Depending on whether you see the glass as half-full or half-empty, the Uganda budget for 2015/2016 gives a section of small business owners a reason to celebrate. The increasing of the VAT registration threshold is a welcome to many SMEs. This brings with it amendments of The Value Added Tax (VAT) and The Income Tax Act (ITA). This is in line with Uganda Revenue Authority (URA) aim of reducing the administrative burden of small businesses.
The VAT amendment bill proposes to increase the annual turnover threshold for VAT registration from Ush 50 million to 150 million. This means that a broader range of small businesses will be excluded from the requirement to register for VAT. A tax payer below the threshold will still be entitled to apply for (or retain) VAT registration. A registered taxpayer falling below the new threshold may apply for their registration to be cancelled.
The income tax amendment bill proposes to increase the threshold for presumptive tax from Ush 50 million to 150 million, while at the same time halving the base tax rate from 3% to 1.5%. This means that SME taxpayers with annual turnover between Ush 50 and 150 million will be entitled to calculate their annual income tax liability based on a flat rate of 1.5% applied to their gross turnover. The tax amount may be a lesser lump sum according to where the turnover falls within the four prescribed brackets.
For tax payers with a gross turnover of less than Ush 50 million, specific lump sum tax amount will apply (ranging from Ush100,000 to 500,000) depending on the nature of the business and location. For instance those earning between Ush35 million to Ush50 million per annum, will pay Ush500,000 per year, while those with less than Ush10 million turnover will pay Ush250,000.
However, with effect 1st July 2015, businesses will not be allowed to claim tax deduction in respect to costs and business expenses relating to suppliers who do not have a Tax Identification Number (TIN). This will apply to all business costs that are more than Ugx1M according to Income Tax Amendment Bill 2015. I have written more of this in my article No TIN No Trade #Uganda .

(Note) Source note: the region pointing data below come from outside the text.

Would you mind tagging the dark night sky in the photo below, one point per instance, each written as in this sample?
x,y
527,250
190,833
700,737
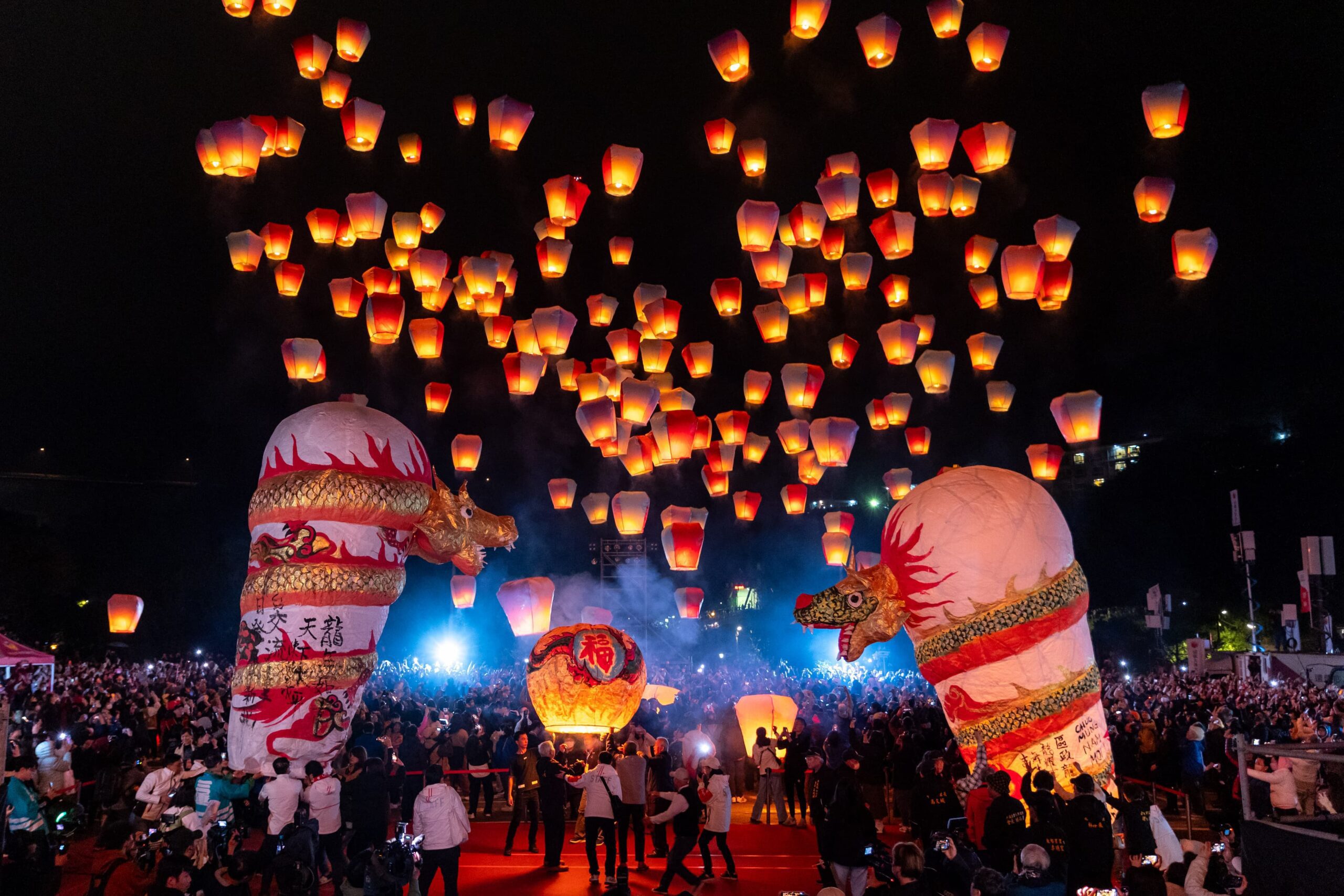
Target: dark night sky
x,y
130,343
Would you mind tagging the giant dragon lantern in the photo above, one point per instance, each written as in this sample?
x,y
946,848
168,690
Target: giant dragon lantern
x,y
978,566
346,496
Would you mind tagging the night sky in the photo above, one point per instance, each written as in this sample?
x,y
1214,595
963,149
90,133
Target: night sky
x,y
131,344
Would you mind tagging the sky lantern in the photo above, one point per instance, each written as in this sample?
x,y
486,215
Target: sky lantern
x,y
855,270
311,53
897,483
335,88
245,250
988,145
984,351
832,440
1023,269
1055,236
426,338
383,316
897,405
802,385
896,289
238,147
980,253
362,120
878,38
124,613
918,438
499,328
898,342
945,16
565,199
839,196
304,359
752,155
795,499
289,277
934,370
347,296
933,140
1045,461
553,257
719,133
523,373
289,135
731,56
984,291
1193,253
1153,198
1077,416
999,394
368,213
772,265
843,349
987,44
896,234
1166,108
936,194
467,452
437,397
527,604
508,120
965,194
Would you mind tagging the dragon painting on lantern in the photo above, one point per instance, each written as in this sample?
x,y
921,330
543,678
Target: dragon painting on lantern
x,y
978,566
346,496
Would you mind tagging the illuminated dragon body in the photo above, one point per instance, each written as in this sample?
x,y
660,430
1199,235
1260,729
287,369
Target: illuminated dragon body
x,y
978,566
346,495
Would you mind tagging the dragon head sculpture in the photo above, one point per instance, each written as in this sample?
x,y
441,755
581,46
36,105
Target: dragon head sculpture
x,y
454,529
866,606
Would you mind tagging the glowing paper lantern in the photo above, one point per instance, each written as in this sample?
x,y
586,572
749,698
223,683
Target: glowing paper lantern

The bill makes it mandatory for every local authority, government institution or regulatory body to require a TIN from any person applying for a license or any form of authorization necessary for conducting business in Uganda. The URA partnership with Kampala Capital City Authority (KCCA) and the Uganda Registration Services Bureau (URSB) has already registered about 23,000 new taxpayers since its inception. This partnership is among many changes aimed at ensuring more people shoulder the tax burden instead of the current few.